Other hall of fame inductees were Charles Overstreet, who played football at North Augusta High in the 1950s and never lost a football game during his high school career; Frank Staley, who was a member of the undefeated 1956 and 1957 teams; and the 1949 state champion baseball team from North Augusta High, which was accepted by team member Charles William Humphries.
“It made me feel real good to speak for my teammates,” said Humphries, who is known in North Augusta as “Billy”. “We’re like family, I love those guys.”
Overstreet’s induction was accepted by his daughter Amy Overstreet.
The Lou Brissie Award was given to former North Augusta mayor Ray Walters, who lettered in baseball, football and basketball at the University of North Carolina and was the catcher for the Wilmington (Del.)Blue Rocks, the Utica, (N.Y.) Blue Sox, the Schenectady (N.Y.) Blue Jays, the Danville (Va.) Leafs and the Americus (Ga.) Phillies.
There are many athletes from North Augusta who have achieved great things and the hall of fame is a way to recognize their accomplishments, said Terrell Wiggins III, a member of the hall of fame selection committee.
“North Augusta is proud of its own,” he said, noting the turnout as evidence of the support the community gives to its own. About 240 people attended the banquet.
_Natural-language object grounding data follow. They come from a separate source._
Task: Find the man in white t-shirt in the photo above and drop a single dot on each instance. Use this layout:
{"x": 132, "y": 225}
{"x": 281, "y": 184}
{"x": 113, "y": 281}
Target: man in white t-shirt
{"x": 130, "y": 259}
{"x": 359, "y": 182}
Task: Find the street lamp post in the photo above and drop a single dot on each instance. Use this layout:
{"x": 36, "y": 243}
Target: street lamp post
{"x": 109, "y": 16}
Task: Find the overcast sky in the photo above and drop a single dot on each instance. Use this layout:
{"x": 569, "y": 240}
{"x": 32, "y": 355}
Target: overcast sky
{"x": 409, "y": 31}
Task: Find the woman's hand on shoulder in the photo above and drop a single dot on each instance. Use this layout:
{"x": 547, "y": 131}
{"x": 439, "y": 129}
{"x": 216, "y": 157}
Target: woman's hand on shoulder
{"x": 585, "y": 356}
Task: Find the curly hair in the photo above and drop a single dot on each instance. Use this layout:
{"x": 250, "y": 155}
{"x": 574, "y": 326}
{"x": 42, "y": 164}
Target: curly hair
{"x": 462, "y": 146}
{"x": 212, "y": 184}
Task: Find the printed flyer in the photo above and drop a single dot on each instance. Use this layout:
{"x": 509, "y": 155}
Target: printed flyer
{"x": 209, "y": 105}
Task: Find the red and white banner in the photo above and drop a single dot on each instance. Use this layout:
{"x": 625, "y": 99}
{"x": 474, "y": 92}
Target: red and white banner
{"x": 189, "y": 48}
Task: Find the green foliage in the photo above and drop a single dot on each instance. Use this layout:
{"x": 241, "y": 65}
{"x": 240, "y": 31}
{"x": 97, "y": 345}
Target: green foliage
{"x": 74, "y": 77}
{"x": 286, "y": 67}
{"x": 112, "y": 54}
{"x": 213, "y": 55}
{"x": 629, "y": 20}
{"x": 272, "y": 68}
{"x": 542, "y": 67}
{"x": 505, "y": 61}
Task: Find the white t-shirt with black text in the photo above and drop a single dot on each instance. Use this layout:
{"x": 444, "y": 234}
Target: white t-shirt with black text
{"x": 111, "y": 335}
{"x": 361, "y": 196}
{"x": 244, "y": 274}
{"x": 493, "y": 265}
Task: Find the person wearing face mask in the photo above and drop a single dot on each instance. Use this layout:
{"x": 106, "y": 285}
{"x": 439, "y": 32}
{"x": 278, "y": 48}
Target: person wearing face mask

Several Athletes of Distinction, those who had unique sports accomplishments over the past 12 months, were also recognized.
Many of them were still in middle or high school.
“This is recognizing them for what they’ve done,” said Wiggins. “Maybe one day we’ll be inducting them into the hall of fame.”
Humphries said that he hopes the youths were also inspired by the inductees to give their all in everything they do.
“In life, like in sports, nothing comes easy, you have to work hard to get where you want to be,” he said. “It’s hard work, but the rewards are worth it.”